Sejarah Perjalanan Stand Up Comedy Indonesia

Sejarah Perjalanan Stand Up Comedy Indonesia
Sejarah Perjalanan Stand Up Comedy Indonesia - "Kita panggilkan, Joselito. Si pelawak tua." Seorang laki-laki muda dengan rambut mulai memutih berdiri menyusul seruan itu. Ia berjalan ke hadapan 20 orang yang sedang duduk meriung di Taman Rasuna Epicentrum, Kuningan, Jakarta Selatan, Minggu sore 16 Desember lalu.

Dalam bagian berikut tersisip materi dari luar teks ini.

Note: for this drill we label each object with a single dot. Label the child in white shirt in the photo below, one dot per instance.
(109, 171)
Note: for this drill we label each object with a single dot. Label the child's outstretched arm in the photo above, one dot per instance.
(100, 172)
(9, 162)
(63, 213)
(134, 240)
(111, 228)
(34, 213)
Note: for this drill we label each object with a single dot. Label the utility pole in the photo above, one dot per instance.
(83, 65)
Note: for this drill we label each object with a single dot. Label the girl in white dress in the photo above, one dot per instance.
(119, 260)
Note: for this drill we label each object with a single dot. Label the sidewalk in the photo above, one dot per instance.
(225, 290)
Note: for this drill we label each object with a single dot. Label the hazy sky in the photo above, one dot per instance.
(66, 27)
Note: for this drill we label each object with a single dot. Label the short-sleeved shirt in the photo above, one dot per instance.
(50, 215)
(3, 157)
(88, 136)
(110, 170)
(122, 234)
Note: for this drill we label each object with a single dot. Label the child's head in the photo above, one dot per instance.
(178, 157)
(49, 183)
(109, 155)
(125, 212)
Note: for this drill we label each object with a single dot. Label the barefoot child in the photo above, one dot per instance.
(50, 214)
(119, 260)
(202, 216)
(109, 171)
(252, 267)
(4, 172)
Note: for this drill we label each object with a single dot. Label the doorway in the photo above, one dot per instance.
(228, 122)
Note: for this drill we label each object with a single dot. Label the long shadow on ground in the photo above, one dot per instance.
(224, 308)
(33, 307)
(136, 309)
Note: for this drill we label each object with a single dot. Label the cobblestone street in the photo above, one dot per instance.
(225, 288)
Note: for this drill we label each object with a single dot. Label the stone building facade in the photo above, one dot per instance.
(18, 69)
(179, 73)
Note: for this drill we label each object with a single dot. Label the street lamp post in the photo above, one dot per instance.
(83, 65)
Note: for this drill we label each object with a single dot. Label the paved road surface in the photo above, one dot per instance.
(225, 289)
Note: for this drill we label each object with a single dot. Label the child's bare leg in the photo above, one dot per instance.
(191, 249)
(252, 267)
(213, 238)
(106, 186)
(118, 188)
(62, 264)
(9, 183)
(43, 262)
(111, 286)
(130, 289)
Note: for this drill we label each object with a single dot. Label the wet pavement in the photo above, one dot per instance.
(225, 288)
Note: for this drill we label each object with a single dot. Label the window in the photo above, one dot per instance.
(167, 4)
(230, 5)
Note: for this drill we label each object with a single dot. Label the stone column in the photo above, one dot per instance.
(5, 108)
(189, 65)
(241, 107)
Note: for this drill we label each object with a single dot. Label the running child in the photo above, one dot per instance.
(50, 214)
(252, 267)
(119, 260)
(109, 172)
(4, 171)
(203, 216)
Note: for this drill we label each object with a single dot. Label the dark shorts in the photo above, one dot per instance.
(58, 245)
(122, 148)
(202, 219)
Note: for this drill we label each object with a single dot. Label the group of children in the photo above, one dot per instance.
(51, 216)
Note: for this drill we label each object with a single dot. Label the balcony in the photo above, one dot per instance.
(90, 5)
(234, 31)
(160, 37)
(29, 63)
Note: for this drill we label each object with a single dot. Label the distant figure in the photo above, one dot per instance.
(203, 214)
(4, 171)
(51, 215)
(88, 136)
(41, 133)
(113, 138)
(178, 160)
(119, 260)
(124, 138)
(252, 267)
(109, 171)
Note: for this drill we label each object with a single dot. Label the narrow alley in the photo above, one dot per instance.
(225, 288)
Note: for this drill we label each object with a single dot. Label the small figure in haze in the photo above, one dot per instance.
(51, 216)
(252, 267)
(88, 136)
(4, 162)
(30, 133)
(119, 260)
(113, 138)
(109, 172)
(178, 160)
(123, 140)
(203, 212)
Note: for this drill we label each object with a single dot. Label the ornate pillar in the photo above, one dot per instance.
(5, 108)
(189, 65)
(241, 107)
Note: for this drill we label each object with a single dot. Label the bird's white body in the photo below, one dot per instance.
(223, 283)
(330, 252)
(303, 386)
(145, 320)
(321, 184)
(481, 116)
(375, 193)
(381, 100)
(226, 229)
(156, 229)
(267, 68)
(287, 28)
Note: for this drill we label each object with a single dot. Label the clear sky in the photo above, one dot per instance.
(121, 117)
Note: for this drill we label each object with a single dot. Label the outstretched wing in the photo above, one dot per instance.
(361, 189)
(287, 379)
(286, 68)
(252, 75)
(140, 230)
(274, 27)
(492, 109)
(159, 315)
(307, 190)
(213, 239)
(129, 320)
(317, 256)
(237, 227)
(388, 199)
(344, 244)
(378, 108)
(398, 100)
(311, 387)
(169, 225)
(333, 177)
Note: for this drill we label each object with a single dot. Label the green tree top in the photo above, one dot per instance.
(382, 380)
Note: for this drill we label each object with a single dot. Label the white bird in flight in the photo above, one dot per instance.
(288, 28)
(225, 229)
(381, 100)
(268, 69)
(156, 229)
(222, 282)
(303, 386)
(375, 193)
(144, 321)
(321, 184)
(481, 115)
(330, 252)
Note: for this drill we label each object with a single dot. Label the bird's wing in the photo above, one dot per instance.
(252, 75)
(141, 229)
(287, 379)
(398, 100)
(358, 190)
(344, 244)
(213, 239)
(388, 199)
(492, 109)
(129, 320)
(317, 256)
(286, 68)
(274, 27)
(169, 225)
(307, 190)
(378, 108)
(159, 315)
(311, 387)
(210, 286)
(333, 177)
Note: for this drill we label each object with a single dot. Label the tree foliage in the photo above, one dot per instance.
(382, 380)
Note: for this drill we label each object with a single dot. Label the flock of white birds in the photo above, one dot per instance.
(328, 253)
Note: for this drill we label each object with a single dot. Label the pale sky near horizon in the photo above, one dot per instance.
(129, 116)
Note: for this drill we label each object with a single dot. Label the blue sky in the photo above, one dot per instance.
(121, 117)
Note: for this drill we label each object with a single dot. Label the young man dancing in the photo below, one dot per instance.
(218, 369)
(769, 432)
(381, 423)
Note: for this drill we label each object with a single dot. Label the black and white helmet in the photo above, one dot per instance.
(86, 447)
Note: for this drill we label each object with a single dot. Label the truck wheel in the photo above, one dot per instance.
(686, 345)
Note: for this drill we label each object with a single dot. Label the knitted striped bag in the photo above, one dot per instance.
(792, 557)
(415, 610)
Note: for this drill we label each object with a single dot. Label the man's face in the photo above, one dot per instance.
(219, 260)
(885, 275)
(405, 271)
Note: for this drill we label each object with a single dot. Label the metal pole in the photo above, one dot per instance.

"Nama saya Joselito. Biasa dipanggil Opa Joselito. Nggak ada yang percaya umur saya masih 17 tahun," ujarnya dengan mimik serius. Kontan, derai tawa menyembur dari 20 orang tadi. Maklum, Joselito memang memiliki tampang baby face, hampir seperti remaja tanggung. Cuma rambut dan perawakannya yang menunjukkan bahwa dia berusia 20-an tahun.

Adegan itu adalah secuplik kegiatan Stand Up Rasuna, kelompok pencinta stand up comedy yang tiap Minggu rutin berlatih di Taman Rasuna Epicentrum. Anggotanya merentang dari yang masih amatir hingga yang sudah sering pentas di kafe. Para comic (sebutan bagi komedian stand up) ini punya mentor, yakni Ramon Pratomo, 55 tahun, comic senior yang beken dengan nama panggung Ramon Papana atau Ramon P. Tommybenz.

Dulu, sebelum berlatih di Taman Rasuna, mereka biasa nongkrong di Comedy Cafe, Kemang, yang kebetulan dimiliki Ramon. Tiap Rabu, di sana ada acara "Open Mic" atau panggung bebas para comic. Sayang, Comedy Cafe tutup karena masalah finansial. Venue latihan pun pindah ke taman. "Bikin kafe nggak pernah untung," kata Ramon agak menyeringai.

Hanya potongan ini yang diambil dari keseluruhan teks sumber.